For a long time, stable coins have been the most important piece in the blockchain, especially in the Defi industry. Iron Finance presents a partial-collateralized stable coin on the Binance Smart Chain.
What is Iron Finance?
Various types of stable coins exist in the market; the fiat collateralized, which is not 100% decentralized, e.g., USDT, crypto collateralized like DAI, which has an over-collateralization issue. There are also, purely algorithmic protocols such as Basis, BDO, ESD, and DSD. These leverage seigniorage to establish a stable coin with no backed assets. With no collateral these face issues due to their inability to react to volatility that can result in algo-stable coins ending up in the dead zone.
Iron Finance presents a partial-collateralized stable coin on the Binance Smart Chain. Inspired by the FRAX stable coin protocol, the team of Iron protocol presents its stable coin using a refreshed design.
Key Features
Partial-collateralized Stable coins
Lending
Cross-chain
Gaming
Yield Farm
Governance
Project Composition
The iron protocol will have two issued tokens;
Iron
Steel
IRON: A partially collateralized stablecoin on the BSC network pegged to $1, partly backed by collateral like BUSD, and partially backed by STEEL. The collateralized ratio (CR), which is the collateralized and algorithmic ratio, depends on the market pricing of IRON. If the market demand for IRON is high, the system can be de-collateralized by decreasing the CR vis-a-vis when the demand is decreased.

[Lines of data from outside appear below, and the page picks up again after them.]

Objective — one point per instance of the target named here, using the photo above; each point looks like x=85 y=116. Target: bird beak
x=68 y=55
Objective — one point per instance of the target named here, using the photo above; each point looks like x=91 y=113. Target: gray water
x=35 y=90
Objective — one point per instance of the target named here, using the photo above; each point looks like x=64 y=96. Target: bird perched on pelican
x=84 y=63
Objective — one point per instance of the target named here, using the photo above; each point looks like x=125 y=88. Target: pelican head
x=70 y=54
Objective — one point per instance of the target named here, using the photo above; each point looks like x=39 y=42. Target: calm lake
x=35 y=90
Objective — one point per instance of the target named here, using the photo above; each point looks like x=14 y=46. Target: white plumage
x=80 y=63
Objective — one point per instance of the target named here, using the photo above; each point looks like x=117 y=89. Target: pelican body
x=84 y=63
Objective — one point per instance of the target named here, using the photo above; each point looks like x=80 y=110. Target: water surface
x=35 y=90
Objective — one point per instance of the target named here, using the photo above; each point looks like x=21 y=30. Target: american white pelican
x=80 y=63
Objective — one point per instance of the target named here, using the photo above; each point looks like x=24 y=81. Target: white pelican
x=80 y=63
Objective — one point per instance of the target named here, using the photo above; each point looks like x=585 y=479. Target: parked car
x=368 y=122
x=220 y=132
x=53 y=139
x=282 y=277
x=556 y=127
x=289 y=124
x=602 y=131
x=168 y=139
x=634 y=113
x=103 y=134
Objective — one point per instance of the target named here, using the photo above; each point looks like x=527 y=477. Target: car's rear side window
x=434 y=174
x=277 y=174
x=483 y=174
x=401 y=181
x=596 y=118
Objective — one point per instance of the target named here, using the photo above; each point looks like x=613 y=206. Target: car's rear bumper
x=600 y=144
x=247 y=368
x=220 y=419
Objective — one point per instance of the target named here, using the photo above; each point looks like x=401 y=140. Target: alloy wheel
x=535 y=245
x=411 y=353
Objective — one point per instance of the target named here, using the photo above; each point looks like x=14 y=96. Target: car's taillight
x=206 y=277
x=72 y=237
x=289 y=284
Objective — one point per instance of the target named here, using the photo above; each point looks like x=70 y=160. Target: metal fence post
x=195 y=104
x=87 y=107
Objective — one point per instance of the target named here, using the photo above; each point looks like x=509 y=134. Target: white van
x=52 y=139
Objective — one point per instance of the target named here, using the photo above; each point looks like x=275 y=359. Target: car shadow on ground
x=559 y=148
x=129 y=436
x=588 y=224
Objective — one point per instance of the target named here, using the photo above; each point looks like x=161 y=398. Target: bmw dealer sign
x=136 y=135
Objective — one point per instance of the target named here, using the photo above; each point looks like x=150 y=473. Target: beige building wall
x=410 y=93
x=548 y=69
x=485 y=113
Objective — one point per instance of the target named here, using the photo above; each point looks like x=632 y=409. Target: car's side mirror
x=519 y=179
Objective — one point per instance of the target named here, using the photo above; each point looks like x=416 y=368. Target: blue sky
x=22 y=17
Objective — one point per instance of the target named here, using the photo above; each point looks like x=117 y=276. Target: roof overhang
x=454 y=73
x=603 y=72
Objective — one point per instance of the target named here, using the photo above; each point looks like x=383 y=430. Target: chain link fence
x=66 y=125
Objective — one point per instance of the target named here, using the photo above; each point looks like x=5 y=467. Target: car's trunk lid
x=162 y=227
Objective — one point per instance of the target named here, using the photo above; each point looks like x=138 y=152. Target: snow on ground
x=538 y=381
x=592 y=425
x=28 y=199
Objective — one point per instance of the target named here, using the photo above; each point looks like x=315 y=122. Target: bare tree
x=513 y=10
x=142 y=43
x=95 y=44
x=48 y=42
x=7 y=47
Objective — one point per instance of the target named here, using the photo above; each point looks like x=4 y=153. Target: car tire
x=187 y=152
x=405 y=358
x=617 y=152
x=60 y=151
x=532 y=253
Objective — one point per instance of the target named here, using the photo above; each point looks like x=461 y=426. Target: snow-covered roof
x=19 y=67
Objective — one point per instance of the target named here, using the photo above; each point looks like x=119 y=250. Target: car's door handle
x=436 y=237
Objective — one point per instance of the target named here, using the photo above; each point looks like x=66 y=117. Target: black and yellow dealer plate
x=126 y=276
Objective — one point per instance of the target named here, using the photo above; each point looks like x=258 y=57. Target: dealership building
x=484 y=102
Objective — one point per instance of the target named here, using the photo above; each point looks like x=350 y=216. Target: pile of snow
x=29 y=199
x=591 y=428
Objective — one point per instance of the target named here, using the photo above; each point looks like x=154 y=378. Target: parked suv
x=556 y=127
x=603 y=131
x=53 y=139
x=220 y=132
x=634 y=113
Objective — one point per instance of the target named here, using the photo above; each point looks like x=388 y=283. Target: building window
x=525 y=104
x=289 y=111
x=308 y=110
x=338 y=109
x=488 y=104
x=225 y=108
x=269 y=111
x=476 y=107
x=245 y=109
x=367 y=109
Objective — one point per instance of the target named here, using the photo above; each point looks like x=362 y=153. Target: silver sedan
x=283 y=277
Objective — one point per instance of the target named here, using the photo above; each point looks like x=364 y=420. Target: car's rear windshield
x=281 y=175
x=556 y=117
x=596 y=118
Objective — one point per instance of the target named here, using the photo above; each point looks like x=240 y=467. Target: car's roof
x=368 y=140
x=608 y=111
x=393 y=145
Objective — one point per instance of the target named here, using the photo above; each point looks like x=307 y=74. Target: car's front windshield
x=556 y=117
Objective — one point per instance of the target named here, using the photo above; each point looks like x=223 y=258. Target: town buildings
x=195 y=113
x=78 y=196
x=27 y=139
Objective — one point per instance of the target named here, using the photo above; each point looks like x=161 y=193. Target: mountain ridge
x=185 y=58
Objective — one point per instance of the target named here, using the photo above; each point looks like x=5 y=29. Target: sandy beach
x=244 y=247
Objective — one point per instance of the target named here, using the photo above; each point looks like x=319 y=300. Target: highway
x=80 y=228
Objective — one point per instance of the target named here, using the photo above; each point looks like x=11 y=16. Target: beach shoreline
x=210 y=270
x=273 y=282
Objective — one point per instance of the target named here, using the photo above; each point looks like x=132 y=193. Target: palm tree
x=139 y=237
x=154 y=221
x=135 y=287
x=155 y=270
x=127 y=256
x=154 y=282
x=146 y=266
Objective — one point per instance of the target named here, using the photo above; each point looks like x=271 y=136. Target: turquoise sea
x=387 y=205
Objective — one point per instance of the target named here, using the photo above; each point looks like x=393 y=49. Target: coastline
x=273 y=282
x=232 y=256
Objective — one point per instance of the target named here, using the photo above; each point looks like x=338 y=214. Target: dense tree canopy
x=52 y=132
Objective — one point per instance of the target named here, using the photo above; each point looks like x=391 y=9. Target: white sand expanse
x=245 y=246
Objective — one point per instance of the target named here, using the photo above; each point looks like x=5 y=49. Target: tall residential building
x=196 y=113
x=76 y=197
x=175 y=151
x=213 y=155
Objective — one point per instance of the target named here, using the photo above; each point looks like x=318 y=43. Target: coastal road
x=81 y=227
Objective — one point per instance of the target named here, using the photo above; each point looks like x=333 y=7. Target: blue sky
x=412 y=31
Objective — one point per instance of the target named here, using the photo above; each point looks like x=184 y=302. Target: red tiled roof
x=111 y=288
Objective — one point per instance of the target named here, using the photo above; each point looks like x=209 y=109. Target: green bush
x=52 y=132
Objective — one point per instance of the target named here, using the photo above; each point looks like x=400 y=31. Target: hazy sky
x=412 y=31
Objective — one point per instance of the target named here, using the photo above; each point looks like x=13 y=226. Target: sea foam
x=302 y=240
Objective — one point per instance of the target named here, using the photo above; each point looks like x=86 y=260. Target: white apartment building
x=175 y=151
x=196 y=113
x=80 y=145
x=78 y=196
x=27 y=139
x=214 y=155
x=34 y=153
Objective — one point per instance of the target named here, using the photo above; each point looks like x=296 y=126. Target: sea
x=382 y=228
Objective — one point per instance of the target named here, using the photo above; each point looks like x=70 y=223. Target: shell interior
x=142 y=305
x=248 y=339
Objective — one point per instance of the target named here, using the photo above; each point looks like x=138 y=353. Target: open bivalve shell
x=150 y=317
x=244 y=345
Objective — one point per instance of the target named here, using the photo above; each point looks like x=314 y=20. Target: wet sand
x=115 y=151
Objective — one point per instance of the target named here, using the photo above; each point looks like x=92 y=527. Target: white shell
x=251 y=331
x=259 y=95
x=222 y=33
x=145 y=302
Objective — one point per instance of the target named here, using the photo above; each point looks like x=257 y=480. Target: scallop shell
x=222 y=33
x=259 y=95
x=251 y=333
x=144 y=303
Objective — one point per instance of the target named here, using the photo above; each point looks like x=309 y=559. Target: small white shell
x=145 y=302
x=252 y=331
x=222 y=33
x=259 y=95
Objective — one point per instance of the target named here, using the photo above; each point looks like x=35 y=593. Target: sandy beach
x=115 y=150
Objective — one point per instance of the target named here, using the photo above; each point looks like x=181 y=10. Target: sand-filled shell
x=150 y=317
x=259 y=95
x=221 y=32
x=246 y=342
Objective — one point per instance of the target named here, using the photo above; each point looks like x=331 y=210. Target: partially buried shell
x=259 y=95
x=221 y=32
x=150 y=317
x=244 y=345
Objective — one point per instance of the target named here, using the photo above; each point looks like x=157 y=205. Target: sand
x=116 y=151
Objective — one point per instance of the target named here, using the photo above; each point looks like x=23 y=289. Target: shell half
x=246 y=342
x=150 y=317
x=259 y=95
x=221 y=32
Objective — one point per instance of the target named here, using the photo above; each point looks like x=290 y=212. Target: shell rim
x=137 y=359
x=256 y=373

STEEL: Iron share is the algorithmic token that accrues seigniorage revenue and excess collateral value.
vPegSwap Integration
To achieve a greater volume in the BUSD-IRON pair and other popular stablecoins like USDC, USDT, and DAI the protocol features a very liquid stablecoin AMM. The protocol has announced a partnership with ValueDeFi and their state-of-art vPegSwap product
vPegSwap is a solidity customized implementation of Curve.fi’s StableSwap. Allowing the trading of tightly pegged tokens with much less slippage than standard AMMs like Uniswap or Pancakeswap. Furthermore, vPegSwap uses a bonding curve mechanism to secure a stable and ample cross-liquidity pool. IRON makes up part of the five stablecoins available in the swap, with total liquidity of $73 million.
Yield Farm Pool
The Yield farming pool is already active for use.

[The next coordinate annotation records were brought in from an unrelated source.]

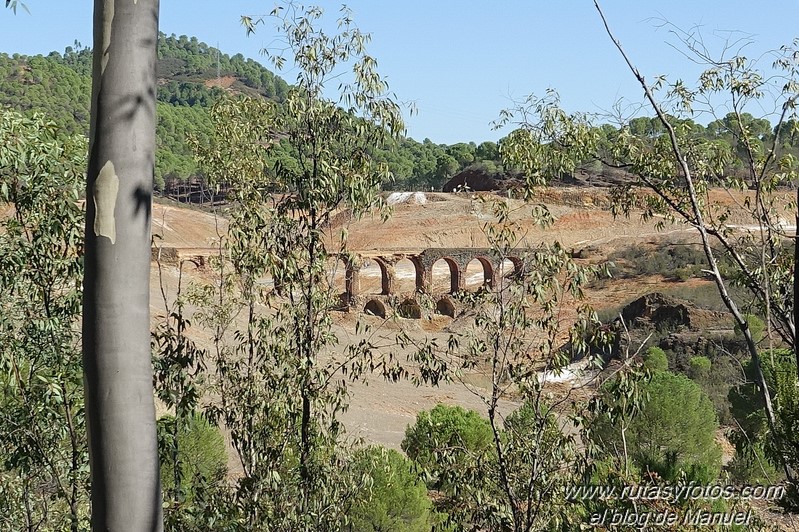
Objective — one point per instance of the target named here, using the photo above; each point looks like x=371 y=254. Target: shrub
x=756 y=327
x=699 y=367
x=201 y=454
x=674 y=432
x=655 y=359
x=394 y=499
x=460 y=434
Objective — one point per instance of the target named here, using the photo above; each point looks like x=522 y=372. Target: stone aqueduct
x=424 y=298
x=412 y=304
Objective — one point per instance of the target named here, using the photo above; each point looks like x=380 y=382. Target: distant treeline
x=60 y=85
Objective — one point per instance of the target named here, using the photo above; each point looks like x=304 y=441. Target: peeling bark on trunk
x=126 y=493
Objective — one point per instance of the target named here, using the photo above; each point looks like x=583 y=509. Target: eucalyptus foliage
x=44 y=475
x=279 y=379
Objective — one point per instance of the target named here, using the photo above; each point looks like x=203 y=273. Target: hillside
x=191 y=76
x=59 y=85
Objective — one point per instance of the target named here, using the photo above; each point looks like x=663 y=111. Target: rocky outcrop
x=666 y=312
x=479 y=181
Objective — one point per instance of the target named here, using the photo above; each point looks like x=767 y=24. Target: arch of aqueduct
x=408 y=303
x=391 y=296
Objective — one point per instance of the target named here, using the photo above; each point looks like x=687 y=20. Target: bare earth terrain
x=380 y=411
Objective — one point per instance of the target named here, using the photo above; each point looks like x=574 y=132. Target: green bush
x=445 y=438
x=395 y=498
x=699 y=367
x=201 y=454
x=756 y=327
x=655 y=359
x=673 y=434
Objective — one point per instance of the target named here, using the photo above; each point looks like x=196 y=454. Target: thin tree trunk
x=126 y=491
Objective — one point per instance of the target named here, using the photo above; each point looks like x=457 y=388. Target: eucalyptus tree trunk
x=126 y=492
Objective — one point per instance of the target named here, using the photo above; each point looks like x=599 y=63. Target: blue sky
x=462 y=62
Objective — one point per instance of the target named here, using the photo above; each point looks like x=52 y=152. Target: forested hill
x=192 y=75
x=60 y=86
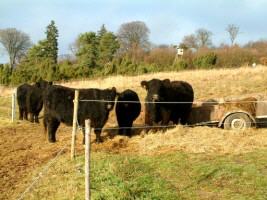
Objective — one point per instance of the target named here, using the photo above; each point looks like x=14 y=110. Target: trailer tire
x=237 y=121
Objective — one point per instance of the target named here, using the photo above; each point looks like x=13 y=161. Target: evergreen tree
x=102 y=31
x=52 y=43
x=87 y=49
x=108 y=45
x=52 y=50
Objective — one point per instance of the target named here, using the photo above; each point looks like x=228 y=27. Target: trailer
x=235 y=113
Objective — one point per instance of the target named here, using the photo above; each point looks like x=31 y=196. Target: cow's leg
x=165 y=114
x=98 y=133
x=21 y=114
x=31 y=117
x=128 y=130
x=25 y=113
x=52 y=125
x=36 y=119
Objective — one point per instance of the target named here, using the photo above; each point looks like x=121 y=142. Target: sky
x=168 y=20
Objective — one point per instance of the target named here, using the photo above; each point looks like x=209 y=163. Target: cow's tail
x=45 y=124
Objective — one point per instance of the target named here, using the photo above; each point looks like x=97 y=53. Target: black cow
x=29 y=98
x=22 y=92
x=34 y=99
x=58 y=107
x=159 y=92
x=127 y=112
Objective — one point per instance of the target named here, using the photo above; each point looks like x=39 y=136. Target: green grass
x=171 y=176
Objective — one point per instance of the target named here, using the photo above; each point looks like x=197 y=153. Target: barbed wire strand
x=162 y=126
x=172 y=102
x=42 y=173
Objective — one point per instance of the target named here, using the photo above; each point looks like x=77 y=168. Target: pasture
x=181 y=163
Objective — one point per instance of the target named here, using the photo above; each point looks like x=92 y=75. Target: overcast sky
x=168 y=20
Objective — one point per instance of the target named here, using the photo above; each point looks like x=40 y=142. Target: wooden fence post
x=13 y=112
x=74 y=123
x=87 y=158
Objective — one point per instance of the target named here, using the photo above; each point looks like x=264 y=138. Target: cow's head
x=43 y=84
x=156 y=90
x=110 y=95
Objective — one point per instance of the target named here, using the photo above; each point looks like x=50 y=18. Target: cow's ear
x=114 y=89
x=166 y=82
x=38 y=84
x=144 y=84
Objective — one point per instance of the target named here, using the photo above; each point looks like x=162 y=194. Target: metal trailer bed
x=231 y=114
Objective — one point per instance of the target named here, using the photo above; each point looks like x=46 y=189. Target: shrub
x=205 y=61
x=180 y=65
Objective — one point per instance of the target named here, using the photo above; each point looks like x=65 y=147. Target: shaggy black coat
x=34 y=99
x=127 y=112
x=30 y=99
x=58 y=107
x=158 y=92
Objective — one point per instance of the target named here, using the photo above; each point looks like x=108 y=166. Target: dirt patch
x=24 y=147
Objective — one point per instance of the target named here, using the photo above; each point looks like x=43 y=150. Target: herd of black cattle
x=95 y=104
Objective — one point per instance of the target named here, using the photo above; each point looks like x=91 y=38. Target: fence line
x=160 y=126
x=41 y=174
x=171 y=102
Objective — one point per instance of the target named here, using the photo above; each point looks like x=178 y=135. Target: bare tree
x=189 y=41
x=15 y=42
x=204 y=37
x=133 y=35
x=233 y=31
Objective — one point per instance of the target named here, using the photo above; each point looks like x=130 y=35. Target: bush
x=180 y=65
x=205 y=61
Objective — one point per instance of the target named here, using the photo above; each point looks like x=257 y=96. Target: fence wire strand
x=173 y=102
x=42 y=173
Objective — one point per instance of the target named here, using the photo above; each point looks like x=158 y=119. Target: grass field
x=182 y=163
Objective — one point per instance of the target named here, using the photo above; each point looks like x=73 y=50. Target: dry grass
x=30 y=149
x=206 y=83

Earn STEEL with the following LPs
IRON-BUSD
BNB-STEEL
IRON-vDOLLAR
All pool earnings come with amazing APRs as more planned LPs are scheduled for addition.
The Foundry
Stake STEEL to earn BUSD. The Foundry will offer a single asset staking mechanism for users to earn BUSD stable coins.
The Foundry is the latest innovation of the protocol where STEEL holders can earn seigniorage income. The difference between the Foundry and other algo stablecoins existing is that the rewards you earn from other algo stablecoins are minted out of thin-air during its expansion phase. In contrast, the rewards you gain from the Iron Finance Foundry are collateral assets (BUSD), representing the profit accumulated by the protocol.
Graphical representation of describing the Iron Finance economic model and protocol design.
The profit from the ecosystem comes from:
IRON minting and redemption fees
Excess collateral management
Passive income strategies
Full details about the Foundry and its operation are found in this Medium post.
Lending, Multichain, Yield Aggregator, and Gaming
Integration into lending platforms like Venus and vLend (upcoming lending protocol for ValueDefi), yield aggregators (bearnfi, alpaca, beltfi), and decentralized casino gaming platforms are currently underway.
Multichain integration with other lending platforms on smart chains like Avalanche, Cosmos, Polkadot, HECO, and Wanchain are in the works.
Tokenomics
IRON stablecoin circulating supply – 43 million
STEEL circulating Supply – 340k
STEEL Distribution
Community Distribution – 80, 000, 000 STEEL (80%)
26, 000, 000 STEEL will be distributed to the vSwap LP staking pools for the duration of 12-months
Team Distribution – 20, 000, 000 STEEL (20%), vested
At genesis, minting and redemption fees were pegged at 0.3%, but as of 25 March 2021, the minting fee got a reduction from 0.3%-0.2%. The redemption fees remained at 0.3%. Full tokenomics is available in the docs.